Vetta Granite Merged Model v3
This repository contains the full merged Vetta AI interviewer model, fine-tuned on Granite 3.0 2B Instruct with LoRA weights integrated.
Usage
from transformers import AutoModelForCausalLM, AutoTokenizer
# Load model and tokenizer
model = AutoModelForCausalLM.from_pretrained(
"asifdotpy/vetta-granite-2b-v3",
torch_dtype="auto",
device_map="auto"
)
tokenizer = AutoTokenizer.from_pretrained("asifdotpy/vetta-granite-2b-v3")
# Generate
inputs = tokenizer("Begin a technical interview...", return_tensors="pt").to("cuda")

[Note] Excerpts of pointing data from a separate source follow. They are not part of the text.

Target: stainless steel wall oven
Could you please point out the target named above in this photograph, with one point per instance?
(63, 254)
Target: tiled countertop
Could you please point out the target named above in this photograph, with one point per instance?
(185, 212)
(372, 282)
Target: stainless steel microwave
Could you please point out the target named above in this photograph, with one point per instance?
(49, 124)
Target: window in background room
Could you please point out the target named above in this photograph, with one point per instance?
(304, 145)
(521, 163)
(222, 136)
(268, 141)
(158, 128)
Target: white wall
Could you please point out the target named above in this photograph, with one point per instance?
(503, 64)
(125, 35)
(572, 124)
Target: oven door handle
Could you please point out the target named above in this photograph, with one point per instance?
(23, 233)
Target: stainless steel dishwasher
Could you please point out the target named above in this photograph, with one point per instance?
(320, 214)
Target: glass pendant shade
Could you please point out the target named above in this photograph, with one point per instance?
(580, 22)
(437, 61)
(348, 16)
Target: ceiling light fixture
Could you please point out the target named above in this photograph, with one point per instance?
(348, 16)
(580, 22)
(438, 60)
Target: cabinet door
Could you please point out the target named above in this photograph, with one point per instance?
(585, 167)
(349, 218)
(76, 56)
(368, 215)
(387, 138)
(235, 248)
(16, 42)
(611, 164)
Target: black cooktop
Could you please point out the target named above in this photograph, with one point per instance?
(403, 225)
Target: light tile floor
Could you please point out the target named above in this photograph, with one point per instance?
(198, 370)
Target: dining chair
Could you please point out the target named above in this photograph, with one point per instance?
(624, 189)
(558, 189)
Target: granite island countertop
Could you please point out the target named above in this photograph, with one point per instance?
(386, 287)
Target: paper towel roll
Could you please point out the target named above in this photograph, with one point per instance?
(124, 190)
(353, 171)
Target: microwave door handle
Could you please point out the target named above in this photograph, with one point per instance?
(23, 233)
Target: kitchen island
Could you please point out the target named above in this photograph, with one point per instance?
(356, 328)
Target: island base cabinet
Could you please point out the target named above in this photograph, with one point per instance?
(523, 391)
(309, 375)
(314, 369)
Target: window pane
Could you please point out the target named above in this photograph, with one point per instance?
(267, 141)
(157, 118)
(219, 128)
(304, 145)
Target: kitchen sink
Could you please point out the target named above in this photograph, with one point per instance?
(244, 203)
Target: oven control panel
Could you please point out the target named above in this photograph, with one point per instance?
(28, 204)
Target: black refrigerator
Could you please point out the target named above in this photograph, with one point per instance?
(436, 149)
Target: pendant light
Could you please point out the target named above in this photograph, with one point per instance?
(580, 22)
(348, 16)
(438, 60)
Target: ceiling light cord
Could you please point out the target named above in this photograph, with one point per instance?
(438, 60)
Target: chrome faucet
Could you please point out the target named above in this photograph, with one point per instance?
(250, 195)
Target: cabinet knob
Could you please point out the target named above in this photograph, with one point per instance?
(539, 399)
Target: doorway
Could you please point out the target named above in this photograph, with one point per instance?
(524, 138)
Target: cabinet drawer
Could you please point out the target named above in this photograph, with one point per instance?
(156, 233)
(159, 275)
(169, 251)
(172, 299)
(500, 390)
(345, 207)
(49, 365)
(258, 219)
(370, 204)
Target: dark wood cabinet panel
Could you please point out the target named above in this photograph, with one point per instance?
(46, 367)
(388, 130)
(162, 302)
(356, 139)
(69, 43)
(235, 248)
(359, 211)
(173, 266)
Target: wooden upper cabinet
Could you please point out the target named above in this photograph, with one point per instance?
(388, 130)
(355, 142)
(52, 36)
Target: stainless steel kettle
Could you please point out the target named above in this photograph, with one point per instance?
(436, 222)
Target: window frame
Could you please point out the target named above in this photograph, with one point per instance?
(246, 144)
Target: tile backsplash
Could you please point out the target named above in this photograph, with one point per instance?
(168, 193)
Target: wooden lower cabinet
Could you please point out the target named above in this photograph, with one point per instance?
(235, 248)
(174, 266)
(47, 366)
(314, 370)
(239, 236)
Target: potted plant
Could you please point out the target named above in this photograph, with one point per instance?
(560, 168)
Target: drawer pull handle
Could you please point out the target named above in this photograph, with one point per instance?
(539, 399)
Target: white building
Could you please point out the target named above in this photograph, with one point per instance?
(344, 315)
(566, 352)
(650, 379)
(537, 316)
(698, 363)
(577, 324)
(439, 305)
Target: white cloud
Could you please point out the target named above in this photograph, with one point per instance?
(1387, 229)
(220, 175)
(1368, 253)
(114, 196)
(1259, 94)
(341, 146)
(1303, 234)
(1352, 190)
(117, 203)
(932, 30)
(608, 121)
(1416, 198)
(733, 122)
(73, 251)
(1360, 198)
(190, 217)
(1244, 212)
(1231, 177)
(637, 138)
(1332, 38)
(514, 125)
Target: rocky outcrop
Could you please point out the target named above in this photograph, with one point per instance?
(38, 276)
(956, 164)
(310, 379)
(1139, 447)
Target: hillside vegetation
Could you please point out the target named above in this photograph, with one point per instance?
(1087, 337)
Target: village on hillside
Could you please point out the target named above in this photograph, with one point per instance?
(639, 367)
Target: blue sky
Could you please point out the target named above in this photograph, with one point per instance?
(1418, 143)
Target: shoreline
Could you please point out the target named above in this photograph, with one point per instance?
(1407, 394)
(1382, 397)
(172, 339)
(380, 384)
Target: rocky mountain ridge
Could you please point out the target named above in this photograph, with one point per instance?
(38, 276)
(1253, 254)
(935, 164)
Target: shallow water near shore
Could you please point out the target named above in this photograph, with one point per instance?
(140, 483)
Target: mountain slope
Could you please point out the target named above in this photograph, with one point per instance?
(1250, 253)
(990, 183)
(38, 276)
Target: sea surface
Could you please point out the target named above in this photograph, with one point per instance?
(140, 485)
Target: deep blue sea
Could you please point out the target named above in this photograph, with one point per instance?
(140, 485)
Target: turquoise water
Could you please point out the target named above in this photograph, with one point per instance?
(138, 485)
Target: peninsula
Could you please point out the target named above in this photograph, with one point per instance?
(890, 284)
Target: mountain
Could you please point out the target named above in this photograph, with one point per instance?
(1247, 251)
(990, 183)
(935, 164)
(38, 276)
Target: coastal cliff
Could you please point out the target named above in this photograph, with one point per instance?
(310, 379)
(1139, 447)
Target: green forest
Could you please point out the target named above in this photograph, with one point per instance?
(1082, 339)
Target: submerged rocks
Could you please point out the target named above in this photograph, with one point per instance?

outputs = model.generate(**inputs, max_new_tokens=256, temperature=0.7)
response = tokenizer.decode(outputs[0], skip_special_tokens=True)
Training Details
- Base Model: ibm-granite/granite-3.0-2b-instruct
- Training Method: LoRA fine-tuning with merged weights
- Dataset: Custom interview conversation dataset
- Training Steps: 2250
- Final Loss: 0.1124
- Precision: 16-bit
Intended Use
This model is designed to conduct professional AI-powered interviews, providing empathetic and technically accurate responses.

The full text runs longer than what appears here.